Economics and similar, for the sleep-deprived
A subtle change has been made to the comments links, so they no longer pop up. Does this in any way help with the problem about comments not appearing on permalinked posts, readers?
Update: seemingly not
Update: Oh yeah!
Monday, June 30, 2003
[continued ....]
But the first problem has to be to treat this as what it is; a labour dispute. It's not a "crisis of scholarship", nor is it a "scandal of the denigration of teaching as against research". It's not even a "closed shop of existing faculty". It's a dispute between employees and their employers over terms and conditions of employment.
Consider this. Are the newly minted PhD/adjunct's really bemoaning their fate because they can't all be the Goerge Washington Plunkitt Professor of Practical Politics at New York University or some similiarly well-endowed post? I don't think so. Whatever Brad and others think about the systematic tendency of PhDs to overestimate their own prospects for academic success, I seem to get a feeling of genuine grievance in the complaints from the adjunct proleteriat. It's not just a matter of them not having turned out to be as successful as they hoped; they actually think that their current fate is an injustice.
And I think that the reason they really feel aggrieved is that what they wanted was tenure and they haven't got it. And when you clear away the thickets and fog of "community of scholars", "guild system of values", "sacred trust of learning" etc, the reason that people want to have tenure is that once you've got it, they can't sack you. It's a Job For Life. Which is a very, very pleasant thing to have, or so I am told in travellers' tales or the senile ravings of old men who claim to have been alive when such mythical beasts walked the earth.

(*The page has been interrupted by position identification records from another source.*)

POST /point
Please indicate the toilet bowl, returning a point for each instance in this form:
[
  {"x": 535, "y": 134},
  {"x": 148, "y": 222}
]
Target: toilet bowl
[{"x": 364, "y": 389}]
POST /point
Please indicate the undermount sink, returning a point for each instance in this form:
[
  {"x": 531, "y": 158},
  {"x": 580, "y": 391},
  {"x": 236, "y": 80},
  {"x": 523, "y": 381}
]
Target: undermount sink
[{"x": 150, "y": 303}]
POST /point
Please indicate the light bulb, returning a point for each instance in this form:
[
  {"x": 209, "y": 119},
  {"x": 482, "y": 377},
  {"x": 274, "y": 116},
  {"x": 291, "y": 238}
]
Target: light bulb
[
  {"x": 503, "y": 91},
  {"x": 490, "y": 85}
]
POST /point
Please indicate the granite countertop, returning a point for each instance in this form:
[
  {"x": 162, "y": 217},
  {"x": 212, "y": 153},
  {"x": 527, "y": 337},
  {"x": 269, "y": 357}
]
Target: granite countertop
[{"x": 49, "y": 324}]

That's the good thing about being a "tenured professor" or being on the "tenure track". It allows you to look forward to a day when you don't have to worry about the possibility of losing your income2. I don't think it is too much of a stretch to say that the academic career path is profoundly attractive to people whose personalities tend toward insecurity and low tolerance for being exposed to the slings and arrows of outrageous fortune. These are after all people who have got where they are by passing exams, and it is not unreasonable to suppose that lots of these people will have passed exams a lot because they have studied a lot, and have studied a lot because studying has been a way of controlling their anxiety about their general vulnerability to things and events outside their control. The PhD track are also people who have elected to keep away from the big bad world on completion of their undergraduate degrees, and their role models and mentors are all people who live in the easy world of tenured income certainty. To then expose them to considerably more income uncertainty than, say, an average second-year graduate trainee at a consultancy firm seems pretty cruel.
So at the end of the day, the "adjunct crisis" is just the problem of the labour market overall; it's one of insufficiently long-dated labour contracts, which have been imposed by people who want to shift their operating risks onto their workers, and who enjoy a side-benefit of forcing more unrewarded labour and effort out of those workers as they attempt to get back to the level of income security they want. It's part of the same shift of the burden of risk onto the shoulders of those least well-equipped to bear it and away from those whose natural social function is to bear it. The adjunct crisis is just felt particularly badly by a particularly articulate group.
Tune in toward the end of the week for my shocking proposal for a solution ...
1I have never seen so much incomprehensible fucking jargon in my life. I'm not at all sure of the meaning of any of these terms. Etymology gives no clues at all and they're not even descriptive. If at all possible, just use them as empty signifiers.
2I also suspect, but can't yet prove, that a very significant motivating factor for all those would be writers who "have an urge to express" is that writers are paid in royalties, which is a little bit like owning capital. Certainly, this would fit in with the almost mystic reverence that people of my acquaintance seem to have for royalty statements; hacks like me tend to view them as bitter reminders of past failure to ask for a big enough advance.